3rd Shift Cyber Security Operations Manager

Position Summary:

The 3rd Shift Cyber Security Operations Manager oversees cybersecurity operations during the overnight shift, ensuring the integrity, confidentiality, and availability of the organization's systems, networks, and data. This role is responsible for managing the cybersecurity operations team, responding to incidents, monitoring threat detection systems, and enforcing security protocols.

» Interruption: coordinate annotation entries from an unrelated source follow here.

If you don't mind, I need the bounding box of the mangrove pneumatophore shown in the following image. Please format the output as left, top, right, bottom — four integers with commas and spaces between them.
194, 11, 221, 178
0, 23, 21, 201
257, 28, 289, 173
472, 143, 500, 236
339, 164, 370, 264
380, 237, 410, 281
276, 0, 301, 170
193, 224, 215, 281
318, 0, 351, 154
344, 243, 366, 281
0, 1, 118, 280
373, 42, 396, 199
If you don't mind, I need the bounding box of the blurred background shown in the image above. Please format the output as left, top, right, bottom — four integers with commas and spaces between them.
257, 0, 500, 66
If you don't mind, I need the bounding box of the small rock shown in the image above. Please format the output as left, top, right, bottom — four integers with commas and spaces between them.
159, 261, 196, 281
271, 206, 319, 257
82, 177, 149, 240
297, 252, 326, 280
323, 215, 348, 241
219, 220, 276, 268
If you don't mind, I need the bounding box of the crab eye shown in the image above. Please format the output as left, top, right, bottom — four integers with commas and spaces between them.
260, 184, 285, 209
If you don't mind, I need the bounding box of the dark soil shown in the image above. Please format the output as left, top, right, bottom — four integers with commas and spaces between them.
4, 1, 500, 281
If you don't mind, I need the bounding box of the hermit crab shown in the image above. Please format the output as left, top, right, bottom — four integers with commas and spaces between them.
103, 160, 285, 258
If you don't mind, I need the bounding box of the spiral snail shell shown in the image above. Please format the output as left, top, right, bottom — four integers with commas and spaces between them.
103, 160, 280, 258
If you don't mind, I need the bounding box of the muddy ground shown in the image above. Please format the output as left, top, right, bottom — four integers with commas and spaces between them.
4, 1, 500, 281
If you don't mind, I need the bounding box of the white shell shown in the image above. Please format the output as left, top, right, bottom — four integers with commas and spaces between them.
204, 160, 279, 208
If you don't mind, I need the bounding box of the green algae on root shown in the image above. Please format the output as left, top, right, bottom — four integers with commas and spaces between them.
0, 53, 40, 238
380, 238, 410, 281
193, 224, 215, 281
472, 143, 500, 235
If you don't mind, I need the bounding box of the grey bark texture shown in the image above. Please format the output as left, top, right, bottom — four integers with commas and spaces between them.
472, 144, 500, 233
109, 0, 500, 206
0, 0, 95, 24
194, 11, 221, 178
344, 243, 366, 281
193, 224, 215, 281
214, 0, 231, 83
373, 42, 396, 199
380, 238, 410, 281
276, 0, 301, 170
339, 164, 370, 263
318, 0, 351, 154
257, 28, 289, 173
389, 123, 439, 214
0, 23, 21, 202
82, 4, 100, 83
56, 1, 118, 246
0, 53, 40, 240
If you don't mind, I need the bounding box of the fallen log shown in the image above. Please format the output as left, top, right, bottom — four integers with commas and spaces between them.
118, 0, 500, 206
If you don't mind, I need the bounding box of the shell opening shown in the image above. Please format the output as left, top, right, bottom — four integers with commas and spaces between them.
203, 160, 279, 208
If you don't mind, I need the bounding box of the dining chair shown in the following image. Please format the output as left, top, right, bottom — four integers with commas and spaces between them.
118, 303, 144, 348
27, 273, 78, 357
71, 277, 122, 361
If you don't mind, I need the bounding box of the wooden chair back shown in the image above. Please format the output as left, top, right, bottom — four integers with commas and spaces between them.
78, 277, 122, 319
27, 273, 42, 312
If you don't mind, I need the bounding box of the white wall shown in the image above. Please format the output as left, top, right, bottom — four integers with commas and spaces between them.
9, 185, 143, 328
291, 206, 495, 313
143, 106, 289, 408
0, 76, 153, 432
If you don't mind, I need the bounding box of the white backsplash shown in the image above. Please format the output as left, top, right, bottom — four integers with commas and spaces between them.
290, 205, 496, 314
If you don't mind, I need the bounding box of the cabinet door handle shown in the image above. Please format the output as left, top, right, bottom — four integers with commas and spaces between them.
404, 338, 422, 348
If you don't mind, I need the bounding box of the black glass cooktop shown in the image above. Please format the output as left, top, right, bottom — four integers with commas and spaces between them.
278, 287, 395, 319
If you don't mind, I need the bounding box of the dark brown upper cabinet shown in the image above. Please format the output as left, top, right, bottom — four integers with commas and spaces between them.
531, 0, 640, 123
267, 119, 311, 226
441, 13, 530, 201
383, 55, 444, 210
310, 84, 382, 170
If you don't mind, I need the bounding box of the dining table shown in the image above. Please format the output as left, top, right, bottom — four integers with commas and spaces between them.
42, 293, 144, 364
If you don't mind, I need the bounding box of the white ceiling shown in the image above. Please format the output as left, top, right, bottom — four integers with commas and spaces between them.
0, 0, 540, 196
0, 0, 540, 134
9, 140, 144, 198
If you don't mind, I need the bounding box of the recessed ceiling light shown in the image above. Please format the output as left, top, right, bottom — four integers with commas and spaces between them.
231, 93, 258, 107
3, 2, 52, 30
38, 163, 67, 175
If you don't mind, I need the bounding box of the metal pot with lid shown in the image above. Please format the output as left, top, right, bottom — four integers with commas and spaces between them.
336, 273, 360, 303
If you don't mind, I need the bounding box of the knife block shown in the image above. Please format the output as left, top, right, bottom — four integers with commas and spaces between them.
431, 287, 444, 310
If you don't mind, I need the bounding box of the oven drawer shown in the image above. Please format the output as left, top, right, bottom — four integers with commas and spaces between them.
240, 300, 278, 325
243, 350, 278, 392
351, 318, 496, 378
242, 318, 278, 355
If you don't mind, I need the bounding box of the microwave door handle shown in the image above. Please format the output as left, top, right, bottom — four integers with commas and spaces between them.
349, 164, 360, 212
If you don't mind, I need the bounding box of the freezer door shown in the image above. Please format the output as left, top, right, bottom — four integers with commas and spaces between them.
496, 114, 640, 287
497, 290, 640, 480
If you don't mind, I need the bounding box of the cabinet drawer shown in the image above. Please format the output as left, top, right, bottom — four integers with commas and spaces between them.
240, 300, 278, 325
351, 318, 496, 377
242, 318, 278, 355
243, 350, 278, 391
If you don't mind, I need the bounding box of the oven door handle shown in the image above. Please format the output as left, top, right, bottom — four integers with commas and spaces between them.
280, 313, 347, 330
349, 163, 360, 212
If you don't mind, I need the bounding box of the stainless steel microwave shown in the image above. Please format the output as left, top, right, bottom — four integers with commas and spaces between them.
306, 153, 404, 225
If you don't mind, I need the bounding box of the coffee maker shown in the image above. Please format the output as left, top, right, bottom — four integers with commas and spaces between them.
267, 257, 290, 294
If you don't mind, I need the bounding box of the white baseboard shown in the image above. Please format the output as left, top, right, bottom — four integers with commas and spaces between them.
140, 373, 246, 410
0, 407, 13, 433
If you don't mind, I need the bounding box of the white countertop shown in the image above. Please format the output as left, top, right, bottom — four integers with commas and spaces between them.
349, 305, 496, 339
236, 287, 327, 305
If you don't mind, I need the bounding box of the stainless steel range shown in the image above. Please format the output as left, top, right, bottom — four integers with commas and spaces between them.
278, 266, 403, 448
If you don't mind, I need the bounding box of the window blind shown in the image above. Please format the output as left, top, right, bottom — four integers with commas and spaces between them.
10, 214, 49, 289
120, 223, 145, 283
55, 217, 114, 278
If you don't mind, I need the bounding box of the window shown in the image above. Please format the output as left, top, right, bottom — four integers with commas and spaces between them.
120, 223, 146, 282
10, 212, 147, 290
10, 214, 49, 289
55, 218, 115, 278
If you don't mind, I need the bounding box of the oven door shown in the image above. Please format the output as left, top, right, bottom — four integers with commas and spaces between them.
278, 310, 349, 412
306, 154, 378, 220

The manager plays a critical role in mitigating risks and ensuring continuous protection during non-business hours.

Key Responsibilities:

Cybersecurity Operations Management:

1. Monitor and manage cybersecurity systems, including:
   • Intrusion Detection and Prevention Systems (IDPS).
   • Security Information and Event Management (SIEM) tools.
   • Firewalls, endpoint protection, and vulnerability management systems.
2. Conduct real-time analysis of security alerts, investigating potential threats and escalating incidents as necessary.
3. Oversee the performance and functionality of cybersecurity tools, ensuring they are properly configured and updated.
4. Manage overnight threat hunting efforts and vulnerability scans to identify potential risks.

Incident Response and Threat Management:

1. Act as the primary incident commander during the 3rd shift for cybersecurity incidents, coordinating containment, eradication, and recovery efforts.
2. Perform forensic analysis of cyber incidents to determine root causes and recommend preventive measures.
3. Collaborate with cross-functional teams, such as IT and compliance, to address incidents and communicate updates.
4. Prepare detailed post-incident reports and lessons learned for review by senior leadership.

Shift Leadership and Team Supervision:

1. Supervise the 3rd shift cybersecurity operations team, ensuring coverage and performance of all team members.
2. Conduct shift handovers to ensure a seamless transition between teams.
3. Provide training, guidance, and mentorship to team members to enhance their skills and understanding of cybersecurity protocols.
4. Monitor and evaluate team performance, addressing any challenges or concerns.

Compliance and Reporting:

1. Ensure adherence to regulatory and organizational security standards, such as ISO 27001, NIST, or PCI-DSS.
2. Maintain detailed logs, documentation, and records of overnight activities, incidents, and system performance.
3. Provide shift summaries and threat intelligence reports to senior management.
4. Recommend improvements to security policies and protocols to address emerging threats.

Continuous Improvement:

1. Stay up-to-date on the latest cybersecurity threats, vulnerabilities, and mitigation techniques.
2. Implement process improvements to enhance the efficiency and effectiveness of cybersecurity operations.
3. Work with technical teams to test and improve incident response plans, ensuring readiness for a variety of cyber threats.

Education:

• Bachelor's degree in Cybersecurity, Computer Science, Information Technology, or a related field.
• Equivalent experience with relevant certifications may be considered.

Experience:

• 5 years of experience in cybersecurity operations or a related field.
• 2 years of experience in a leadership or management role, preferably overseeing a 24/7 or 3rd shift team.
• Hands-on experience with SIEM tools, IDPS, and other cybersecurity systems.

Skills and Competencies:

• Strong understanding of cybersecurity principles, frameworks, and best practices.
• Experience with Crowdstrike, XDR and MDR preferred.
• Proficiency in incident response, threat detection, and vulnerability management.
• Excellent analytical and problem-solving skills, particularly under pressure.
• Leadership and team management abilities, with experience mentoring technical staff.
• Strong communication skills, including the ability to document and explain technical information to non-technical stakeholders.

Certifications (preferred):

• Certified Information Systems Security Professional (CISSP).
• Certified Ethical Hacker (CEH).
• GIAC Certified Incident Handler (GCIH).
• CompTIA Security , CySA , or equivalent certifications.